I had no control over this illness, despite the fact that it was in my mind, arguably the only thing I really do have control over. Similarly with addiction, he probably had no control over it in that moment despite the fact that it seems like something one would control.

So where can you point for cause? If there is an entity in the universe controlling everything than they are to blame. However they are also to thank because they were able to bring someone with you for the time you had him. Perhaps he was able to teach you everything he could in that amount of time, and it was time for him to move on. Maybe your pain right now was supposed to teach you something that you will carry with you along with your memories.

I have no idea how hard it must be to deal with this pain. It is far too easy for me to make my arm's length generalizations, and point to an easy cause for why someone should be pulled from the earth in such a manner. There is nothing easy about this. Thinking about it is harder than anything I have dealt with this year, and I was never lucky enough to actually meet this man. I can only hope that those who did know him, know and believe that they arenot alone in their pain, and that anybody else reading this can send prayers, and thoughts their way, and also to whatever friends that have accompanied you to this point in your life.

6 comments:

barry allen said...

it's like being on a vicodin prescription after you get your wisdom teeth out--for awhile, when you're medicated, it's okay, and it sucks but you can deal with it--but the second that shit wears off, you're sobbing, breathless, pinned to the ground like you and gravity are siamese twins... rob is hurting pretty bad still--i got through some of it the first week when i was actually physically here, where he died... keep reading the blogs man.

barry allen said...

and thanks.

Anonymous said...

I'm a firm believer in the notion that everything happens for a reason - it's what keeps me from being trapped in existentialist despair and the frustrations of painful events. That's not to boil any one person's passing down to a simple catch phrase that "it must've been for a reason" - but it's to commemorate this person's life and death with the certainty that their existence was not in vain.

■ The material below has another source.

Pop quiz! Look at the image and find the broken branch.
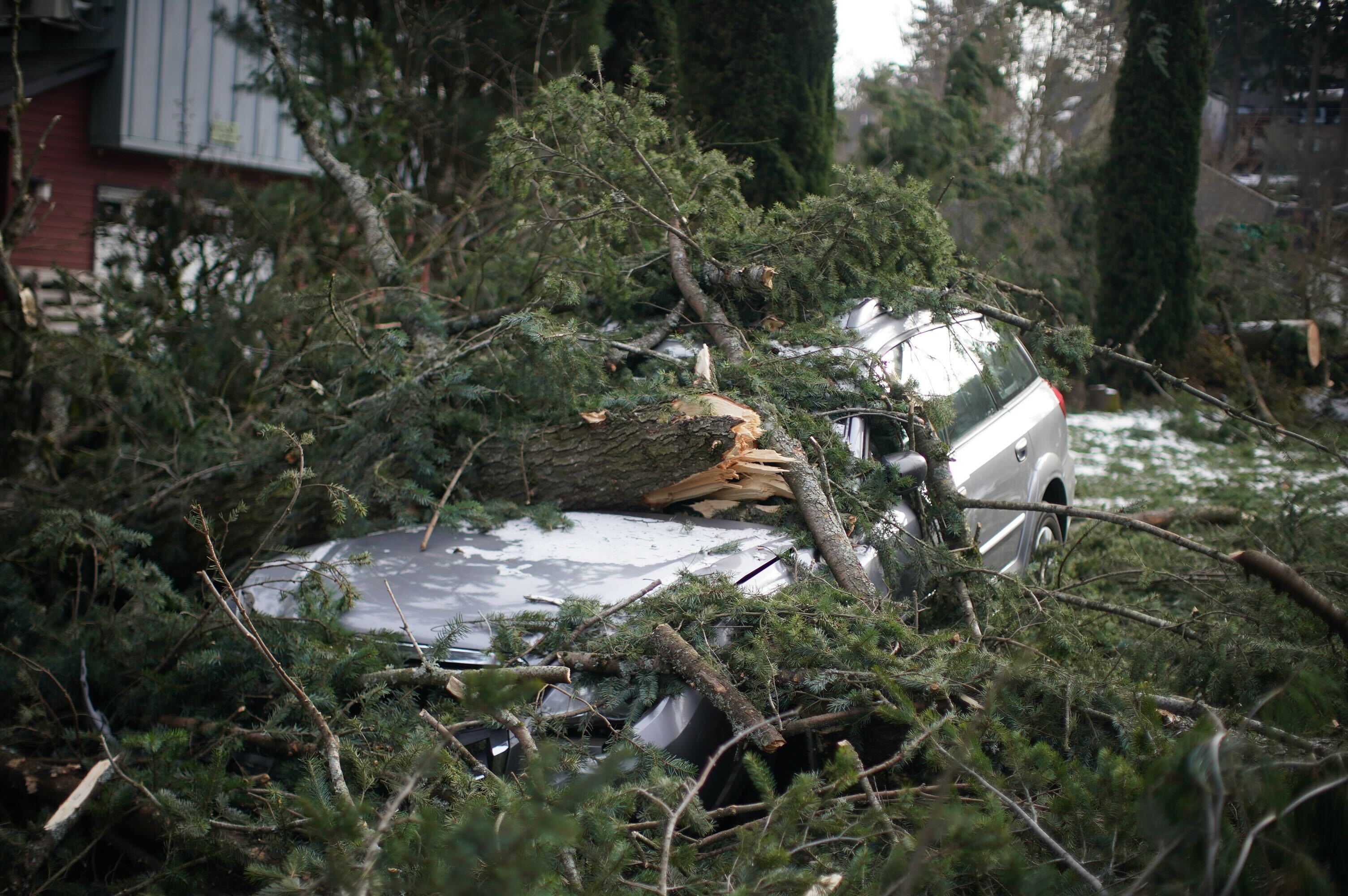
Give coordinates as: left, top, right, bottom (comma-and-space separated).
1231, 551, 1348, 644
651, 622, 786, 753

Where does that leave us in terms of where we're at with our school? Yes, we voluntarily subject ourselves daily to the abuse that our kids dole out, the abuse that they've endured throughout their lives and through generations. But I admire you for holding your head up, because we all know that ultimately, all this school crap will just make sense in the end. Your speeches too :)

Christine said...

wow. fantastic post, carl. thanks.

Bubb Rubb said...

yes, carl, thanks.

I had a dream that he was back last night. I only remember fragments, but I remember seeing an X-Ray of him kicking around in a coffin, half-asleep from a deep high. I don't think I got to talk to him before I woke up, wondering where I am and whether it actually happened for a few interesting seconds.

It got me thinking about those afterlife thoughts I've grown quite acquainted with. Did he control that dream? Did my subconscious give it to me, to remind me he is still out there?

I believe in an afterlife, and that some things do happen for a reason. To continue with descriptive metaphors, thse are kinda like a cast on a serious injury. It's obviously no help for the initial, brutal shock, and when it finally is attached to the shattered area, it helps, you feel you're getting better, but you still look at that part of you and know it's fucked up, and it won't ever be quite right again.

Anonymous said...

"I had no control over this illness, despite the fact that it was in my mind, arguably the only thing I really do have control over." It's hard to remember that the brain is an organ, too. You can't really control it. Like your kidneys, like your uterus. Well, not so much like YOUR uterus. You can't have it removed, though. You just have to live with whatever it puts out. I don't know if people who've never had to visit a neurologist or psychiatrist will ever really understand the brain-as-organ thing.